Había saboreado las mieles que sus labios eran capaces de proporcionar a mi enjuto espíritu. Titubeante y algo melodramática, me consideré una diosa deshaciéndome de mi mortal preferido, el objeto de todas mis obsesiones de los últimos años.
La juventud había prevalecido mientras que la inocencia había dejado paso a un sinfín de ambiciones y fantasías. Sin embargo, me había convertido en una mujer de arrestos suficientes como para conseguir todo lo que me propusiera. Desenfundé mi espada y me dirigí con valentía hasta la morada del dragón. No me resultó difícil matarle. Un par de tragos en la taberna del pueblo junto a mis más acérrimos enemigos y cuando me quise dar cuenta, estaba protagonizando una sangrienta pelea. Victoriosa, salí de allí en busca de saciar mi sed de venganza. La violencia era el modo en el que la conseguía, las muertes de mis adversarios era lo que me nutría y me incentivaba para adquirir nuevas habilidades, armas más potentes y sanguinarias...

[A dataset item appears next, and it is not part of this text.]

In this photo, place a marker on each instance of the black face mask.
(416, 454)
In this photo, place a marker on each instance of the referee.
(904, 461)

-Mamá -una voz infantil me turbó al desconcentrarme-. Déjame jugar a mí... ¡Llevas mucho rato!
Tras perder la partida en la que había invertido tanto tiempo cuando él estaba en el colegio, solté el mando de la play station, intentando disimular mi impotencia.
Lo mío no era la informática, ni los videojuegos... pero mi vida estaba tan falta de aventuras que había tenido que buscarlas dentro de la pantalla.
Suspiré.
No podíamos seguir así... me compraría una play station para mí sola.